Biatta imanı bir kefeye, hicreti diğerine koyar. Hz. Ebu Bekirler, Hz. Ömerler hicret ederler. Fakat bazıları ahde vefa göstermezler. Sözlerini tutmazlar. Ne yazık ki Bedir ve Uhud’da kâfir saflarında vefat ederler.
Bedir’de mağlûbiyet ihtimali neredeyse yüzde yüz iken sahabeler yanında yer alır. Uhud’a, Bedir’in moraliyle gidenlerin 300’ü savaşın aleyhe sonuçlanacağını anlayınca münafıklık edip O’nu (asm) terk ederler. Demek vefasızlık münafıklıktır.
Şimdilerde vefasızlık daha da arttı. Kurt puslu havayı sever. Koca koca adamlar hava biraz sislenince itiraf yerine inkâr yolunu seçiyor. Yolunu değiştiriyor. Daha dün düğünde, dernekte beraber olduğu kadim dostları için milyonların gözlerinin içine baka baka “Onu tanımıyorum” diyebiliyor. Hepimizin hayatında bir Akabe ve Uhud vardır. Şimdilerde Akabe çöküyor.
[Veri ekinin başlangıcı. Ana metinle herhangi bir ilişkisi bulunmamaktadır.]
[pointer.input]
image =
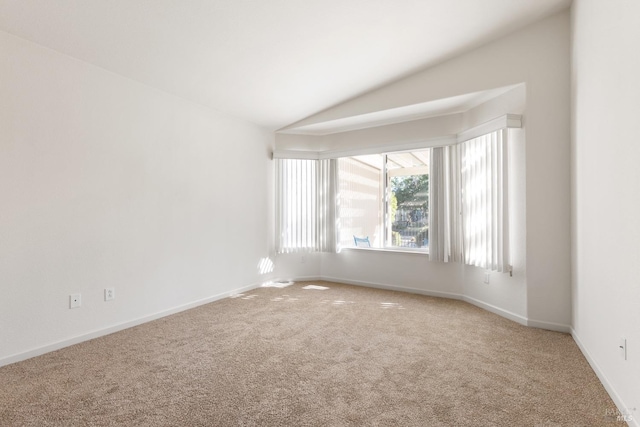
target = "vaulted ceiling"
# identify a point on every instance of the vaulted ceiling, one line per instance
(271, 62)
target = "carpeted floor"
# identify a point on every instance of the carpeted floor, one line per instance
(340, 356)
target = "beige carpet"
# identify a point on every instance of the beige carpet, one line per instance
(308, 357)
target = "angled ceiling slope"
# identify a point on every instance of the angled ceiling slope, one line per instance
(424, 110)
(269, 62)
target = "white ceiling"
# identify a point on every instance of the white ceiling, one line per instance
(271, 62)
(423, 110)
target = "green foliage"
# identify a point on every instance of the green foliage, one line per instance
(397, 239)
(412, 188)
(422, 234)
(393, 207)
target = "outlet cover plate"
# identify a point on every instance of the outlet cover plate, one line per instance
(75, 300)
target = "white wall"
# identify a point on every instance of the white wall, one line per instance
(108, 183)
(606, 192)
(539, 57)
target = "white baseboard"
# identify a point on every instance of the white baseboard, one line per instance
(558, 327)
(392, 288)
(117, 327)
(496, 310)
(624, 409)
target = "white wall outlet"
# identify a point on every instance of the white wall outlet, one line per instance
(75, 300)
(623, 348)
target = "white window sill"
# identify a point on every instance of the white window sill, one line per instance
(391, 250)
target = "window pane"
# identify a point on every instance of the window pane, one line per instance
(408, 201)
(360, 205)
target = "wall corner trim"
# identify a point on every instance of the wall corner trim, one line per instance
(506, 121)
(635, 422)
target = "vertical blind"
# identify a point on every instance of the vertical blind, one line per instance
(469, 215)
(306, 205)
(485, 207)
(469, 209)
(296, 198)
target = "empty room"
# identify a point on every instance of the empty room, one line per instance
(319, 213)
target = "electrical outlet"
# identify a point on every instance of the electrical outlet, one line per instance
(75, 300)
(623, 348)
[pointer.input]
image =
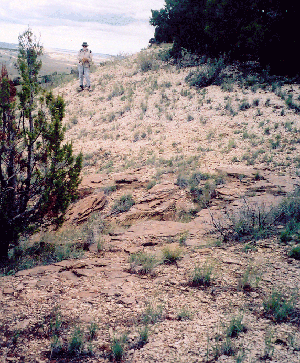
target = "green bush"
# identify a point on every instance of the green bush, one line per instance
(171, 255)
(295, 252)
(118, 347)
(252, 221)
(143, 336)
(208, 74)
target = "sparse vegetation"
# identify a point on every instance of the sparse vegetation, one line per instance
(278, 306)
(171, 255)
(201, 276)
(123, 204)
(143, 263)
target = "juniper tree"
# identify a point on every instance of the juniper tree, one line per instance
(39, 175)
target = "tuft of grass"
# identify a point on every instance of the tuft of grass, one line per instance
(295, 252)
(118, 347)
(235, 327)
(93, 328)
(143, 336)
(151, 184)
(184, 314)
(152, 314)
(249, 279)
(76, 341)
(201, 276)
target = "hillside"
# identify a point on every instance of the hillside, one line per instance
(172, 174)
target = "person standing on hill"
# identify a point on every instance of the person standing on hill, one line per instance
(85, 59)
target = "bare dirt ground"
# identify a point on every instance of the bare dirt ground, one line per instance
(144, 133)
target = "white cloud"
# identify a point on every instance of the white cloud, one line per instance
(109, 27)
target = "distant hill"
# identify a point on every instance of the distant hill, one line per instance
(10, 46)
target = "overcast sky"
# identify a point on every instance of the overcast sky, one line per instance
(108, 26)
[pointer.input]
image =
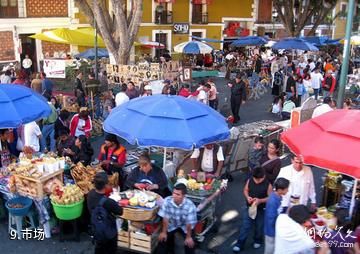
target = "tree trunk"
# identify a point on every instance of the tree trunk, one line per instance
(118, 33)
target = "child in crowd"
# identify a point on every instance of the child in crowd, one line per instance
(272, 210)
(256, 153)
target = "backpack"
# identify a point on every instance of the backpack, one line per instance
(103, 224)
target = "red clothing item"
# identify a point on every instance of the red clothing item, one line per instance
(74, 123)
(119, 152)
(333, 83)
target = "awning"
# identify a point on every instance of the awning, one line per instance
(80, 37)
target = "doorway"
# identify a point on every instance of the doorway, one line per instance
(28, 46)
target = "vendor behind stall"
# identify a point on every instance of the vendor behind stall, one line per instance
(81, 151)
(148, 176)
(209, 159)
(5, 155)
(107, 244)
(179, 215)
(112, 156)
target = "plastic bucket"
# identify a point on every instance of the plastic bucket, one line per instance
(25, 201)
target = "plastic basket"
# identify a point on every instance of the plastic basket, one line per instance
(68, 212)
(25, 201)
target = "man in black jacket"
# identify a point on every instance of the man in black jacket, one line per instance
(94, 196)
(238, 95)
(79, 90)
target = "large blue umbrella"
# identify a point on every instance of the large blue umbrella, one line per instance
(193, 47)
(167, 121)
(295, 43)
(20, 105)
(90, 53)
(249, 41)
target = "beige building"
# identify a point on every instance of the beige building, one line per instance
(340, 12)
(21, 18)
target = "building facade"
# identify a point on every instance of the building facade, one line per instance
(268, 23)
(166, 21)
(21, 18)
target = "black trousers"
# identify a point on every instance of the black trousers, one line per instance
(235, 107)
(106, 247)
(168, 246)
(213, 104)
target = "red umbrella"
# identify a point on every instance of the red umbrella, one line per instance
(330, 141)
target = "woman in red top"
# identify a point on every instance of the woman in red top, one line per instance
(112, 156)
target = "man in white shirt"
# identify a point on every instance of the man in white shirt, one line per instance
(302, 64)
(27, 63)
(290, 232)
(325, 107)
(203, 95)
(121, 97)
(209, 159)
(316, 79)
(301, 188)
(32, 136)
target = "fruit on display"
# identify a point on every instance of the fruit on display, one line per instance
(67, 195)
(133, 201)
(136, 198)
(84, 176)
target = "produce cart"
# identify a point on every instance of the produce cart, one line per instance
(205, 200)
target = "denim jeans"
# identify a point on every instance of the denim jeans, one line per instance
(316, 93)
(247, 224)
(48, 130)
(326, 93)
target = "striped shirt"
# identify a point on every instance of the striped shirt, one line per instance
(178, 216)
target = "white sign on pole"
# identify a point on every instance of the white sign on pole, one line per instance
(54, 68)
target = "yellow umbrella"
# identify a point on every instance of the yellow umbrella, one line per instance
(355, 40)
(81, 37)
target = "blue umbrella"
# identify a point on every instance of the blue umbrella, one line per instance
(316, 40)
(90, 53)
(249, 41)
(20, 105)
(167, 121)
(294, 43)
(193, 47)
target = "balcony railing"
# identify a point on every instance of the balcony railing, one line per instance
(164, 17)
(201, 18)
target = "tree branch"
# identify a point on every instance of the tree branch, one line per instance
(103, 26)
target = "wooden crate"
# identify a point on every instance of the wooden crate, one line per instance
(37, 183)
(124, 239)
(144, 243)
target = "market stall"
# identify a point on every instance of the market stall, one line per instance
(326, 134)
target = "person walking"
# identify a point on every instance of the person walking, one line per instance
(302, 187)
(27, 64)
(46, 86)
(281, 187)
(48, 130)
(179, 215)
(256, 192)
(238, 95)
(79, 90)
(97, 197)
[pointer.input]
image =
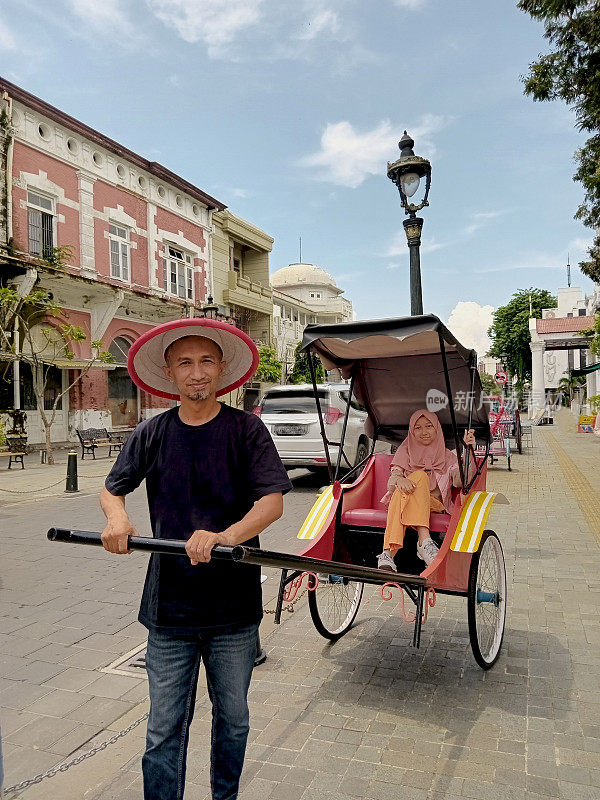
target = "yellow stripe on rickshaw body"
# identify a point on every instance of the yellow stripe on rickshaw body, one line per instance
(317, 515)
(471, 523)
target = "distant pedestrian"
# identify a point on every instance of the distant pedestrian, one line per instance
(213, 477)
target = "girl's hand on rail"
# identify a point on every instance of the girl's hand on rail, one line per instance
(405, 485)
(469, 438)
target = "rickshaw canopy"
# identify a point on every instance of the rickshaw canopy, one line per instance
(401, 365)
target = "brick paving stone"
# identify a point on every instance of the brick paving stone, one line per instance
(424, 724)
(56, 703)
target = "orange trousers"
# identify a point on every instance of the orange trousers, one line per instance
(409, 510)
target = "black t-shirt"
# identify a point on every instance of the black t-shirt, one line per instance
(199, 477)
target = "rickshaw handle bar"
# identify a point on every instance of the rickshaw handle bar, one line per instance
(246, 555)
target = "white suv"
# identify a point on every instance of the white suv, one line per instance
(290, 414)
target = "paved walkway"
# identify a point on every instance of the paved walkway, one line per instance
(368, 716)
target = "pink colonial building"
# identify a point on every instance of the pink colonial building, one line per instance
(141, 252)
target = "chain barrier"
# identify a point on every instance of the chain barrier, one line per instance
(52, 485)
(29, 491)
(11, 792)
(50, 773)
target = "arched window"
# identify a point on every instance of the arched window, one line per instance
(122, 392)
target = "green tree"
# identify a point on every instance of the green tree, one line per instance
(510, 329)
(301, 368)
(489, 384)
(41, 344)
(594, 332)
(571, 72)
(269, 366)
(569, 384)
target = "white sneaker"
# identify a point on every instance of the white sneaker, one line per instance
(428, 551)
(385, 561)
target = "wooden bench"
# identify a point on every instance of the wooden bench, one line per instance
(17, 448)
(91, 438)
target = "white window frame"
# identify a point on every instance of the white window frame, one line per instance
(43, 205)
(119, 252)
(178, 272)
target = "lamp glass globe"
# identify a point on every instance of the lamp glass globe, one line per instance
(410, 183)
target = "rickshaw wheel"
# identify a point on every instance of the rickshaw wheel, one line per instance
(334, 605)
(486, 600)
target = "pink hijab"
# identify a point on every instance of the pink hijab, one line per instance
(434, 458)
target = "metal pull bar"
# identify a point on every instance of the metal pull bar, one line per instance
(248, 555)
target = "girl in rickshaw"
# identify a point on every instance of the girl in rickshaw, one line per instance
(423, 473)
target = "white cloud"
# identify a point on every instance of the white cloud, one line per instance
(214, 22)
(105, 15)
(7, 40)
(324, 21)
(347, 157)
(479, 219)
(469, 322)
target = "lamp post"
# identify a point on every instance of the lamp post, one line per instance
(211, 309)
(406, 173)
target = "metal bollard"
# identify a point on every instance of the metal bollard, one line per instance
(261, 655)
(72, 485)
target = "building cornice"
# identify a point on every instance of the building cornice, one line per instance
(243, 231)
(153, 167)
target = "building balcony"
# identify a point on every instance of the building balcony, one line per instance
(248, 294)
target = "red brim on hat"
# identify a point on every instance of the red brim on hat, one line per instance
(146, 360)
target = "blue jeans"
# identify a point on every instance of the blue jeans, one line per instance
(172, 664)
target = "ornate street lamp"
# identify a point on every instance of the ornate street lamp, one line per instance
(407, 173)
(211, 309)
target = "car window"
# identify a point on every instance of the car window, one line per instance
(293, 401)
(354, 402)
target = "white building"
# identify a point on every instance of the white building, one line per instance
(555, 345)
(303, 294)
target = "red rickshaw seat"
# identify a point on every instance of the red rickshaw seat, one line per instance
(376, 515)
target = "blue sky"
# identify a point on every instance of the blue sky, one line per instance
(289, 111)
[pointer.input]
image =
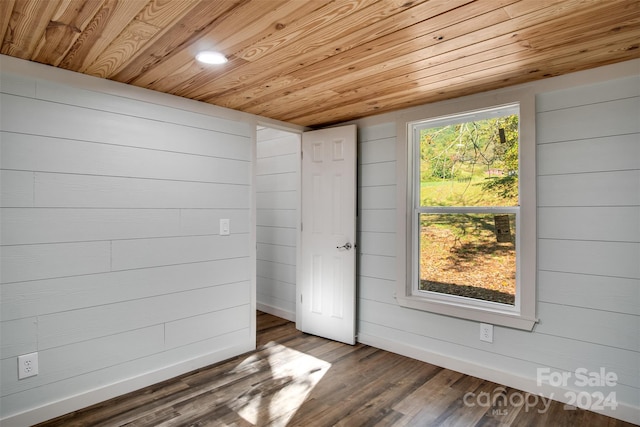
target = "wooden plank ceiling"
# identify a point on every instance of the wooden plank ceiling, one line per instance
(317, 62)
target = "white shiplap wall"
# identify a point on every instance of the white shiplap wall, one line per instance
(277, 217)
(112, 266)
(588, 149)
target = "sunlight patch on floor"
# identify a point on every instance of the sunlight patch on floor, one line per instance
(290, 377)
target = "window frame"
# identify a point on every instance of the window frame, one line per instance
(523, 314)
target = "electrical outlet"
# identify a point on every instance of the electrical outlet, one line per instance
(224, 227)
(486, 332)
(27, 365)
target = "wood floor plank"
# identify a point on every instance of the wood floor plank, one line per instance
(295, 379)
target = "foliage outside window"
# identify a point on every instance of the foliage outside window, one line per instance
(467, 205)
(465, 226)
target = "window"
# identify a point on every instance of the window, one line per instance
(466, 252)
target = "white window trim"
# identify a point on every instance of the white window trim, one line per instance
(523, 315)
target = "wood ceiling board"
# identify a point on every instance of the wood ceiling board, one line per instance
(383, 61)
(191, 27)
(25, 27)
(106, 25)
(181, 69)
(322, 61)
(66, 25)
(152, 22)
(385, 45)
(494, 78)
(474, 59)
(315, 41)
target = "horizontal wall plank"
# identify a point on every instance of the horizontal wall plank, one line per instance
(44, 154)
(377, 220)
(80, 358)
(207, 221)
(16, 84)
(377, 243)
(617, 259)
(278, 254)
(205, 326)
(504, 354)
(616, 117)
(592, 189)
(277, 235)
(616, 224)
(589, 94)
(277, 218)
(33, 262)
(16, 189)
(29, 116)
(28, 226)
(84, 191)
(279, 146)
(277, 164)
(282, 290)
(129, 106)
(375, 132)
(381, 267)
(63, 328)
(595, 326)
(38, 297)
(375, 151)
(277, 200)
(283, 307)
(142, 253)
(377, 197)
(610, 153)
(276, 271)
(618, 295)
(19, 336)
(374, 174)
(279, 182)
(380, 290)
(212, 350)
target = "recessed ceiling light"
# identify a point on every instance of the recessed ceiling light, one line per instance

Belki senin de içinde Uhud’ta terk edilen peygamber hüznü var. Sen sıranı savdın. Uhud’u yaşamayan Mekke’yi fethedemez. Dostlarının çok olduğunu sananlar ne kadar olduğunu anlamak için size de bir Uhud gerek.
Her çağın bir Yezid’i vardır. Herkesin imtihanı ve Yezid’i ayrıdır. Yezid’i uzakta arama. İnsan bozması bir zalim, vefasızlık eden karşı cins, iş (memurluk), güç, aş, aşk Yezid’in türevleridir, unutma...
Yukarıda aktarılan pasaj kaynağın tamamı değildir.